Learning to say no to invitations when you have too much to do or need some space can be difficult and leave you worrying that you’ve upset the host.
If you find declining difficult, or the host has put you on the spot, buy yourself some time by saying: ‘let me think about it/check my diary/ask my spouse and I’ll get back to you’ before saying no.
Try to do this as quickly as possible, otherwise it will cause you anxiety and the host may be waiting for replies so they can finalise their plans.
Politely decline invitations by:
- Apologising so they are prepared for your answer to be a ‘no’
- Thank them sincerely to reassure them you appreciate being asked
- Say you’re unable to make it without going into too much detail
- Say you hope they have a good time
- If you would like to see the person or people at a later date, say that you will be in touch to arrange that
Don’t make excuses as they may respond with a workaround. For example, if you say you can’t go for a meal because you have nobody to babysit, they may say you can bring the children with you.
It will be easier to decline via text message, WhatsApp or email as if it is done in person or over the phone they may persuade you to change your mind.
You could also send the host a gift to enjoy at the event, such as a bottle of wine or a box of chocolates and ask the next day whether they had a nice time.
Some people love greeting others with hugs and kisses on the cheek, but others don’t. If a friend or family member invades your personal space, it can be hard to tell them their behaviour makes you uncomfortable. It may be embarrassing for you and them, but you are entitled to refuse physical contact with anyone.

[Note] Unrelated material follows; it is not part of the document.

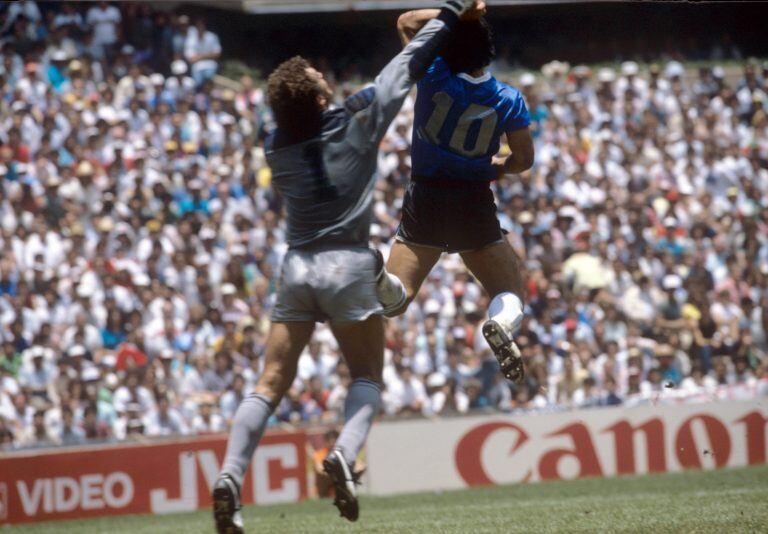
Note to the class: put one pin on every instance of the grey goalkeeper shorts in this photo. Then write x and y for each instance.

It’s best to be proactive than reactive, so telling someone from the beginning is better than tolerating several hugs or kisses and losing your temper by the final one.
Try saying: ‘It’s lovely to see you, but I don’t like hugging/kissing. How about a handshake instead?’ Put out your hand at this point for them to take.
Friends and families are supposed to support each other through tough times, but it’s OK to say you’re unable to help if you’re at breaking point. Remember, no matter how much advice you give someone you cannot solve their problems for them so don’t take them on as your own.
Try saying: ‘I wish I could help, but I can’t take on anyone else’s problems because my own are overwhelming me’
Just because you enjoy spending time with someone, doesn’t necessarily mean you agree on all matters. For example, your brother-in-law may support a different football team and dislikes yours, or your best friend may prefer one political party over another, and you think otherwise.
Even if light-hearted, conversations can escalate and become awkward, ruining the atmosphere of a party and making others feel uneasy.
It is acceptable to disagree but, if things are getting out of hand, politely suggest the conversation should end because you don’t agree and change the subject.
If the person you are speaking to is disrespectful or aggressive, tell them you feel offended as they may not be aware. It is OK for them to have an opinion, but not to force it on you.
Try saying: ‘This is a difficult subject; shall we talk about something else?’ They may need to have the last word, but after that find something you both enjoy talking about instead.
Our team’s top five tips for boundary setting
- Don’t feel guilty about setting boundaries. You have nothing to apologise for; it’s not selfish to recognise that your needs are valid. You need to feel content which may mean ensuring people no longer take advantage of you.
- Thank people who respect your boundaries, such as the person who gives you a fist bump rather than a hug.
- You own your time. Giving too much time to others can leave you burnt out. Set aside time to watch your favourite TV programme, have a bath, read a book or have a pamper session each week and it will soon become part of your self-care routine.
- Plan your time so you spend it with people who value you and give you energy. You may be obliged to see people who make you feel exhausted or miserable but try to limit how long you spend with them. Make it clear from the beginning that you have other commitments, so it can only be a short visit.
- Don’t move your boundaries for someone else’s benefit, for example, it’s important to say when you’ve had enough to eat and drink. People can sometimes go too far in encouraging you to continue when you’ve had enough. They see it as being generous and kind without realising that overdoing it can ruin your time with them. Instead, politely decline without apologising, explaining, or fearing you’ve caused offence.
The team at AGR Law would like to thank our clients for trusting us with their family law matters this year and wish everyone celebrating Christmas a happy and relaxing time.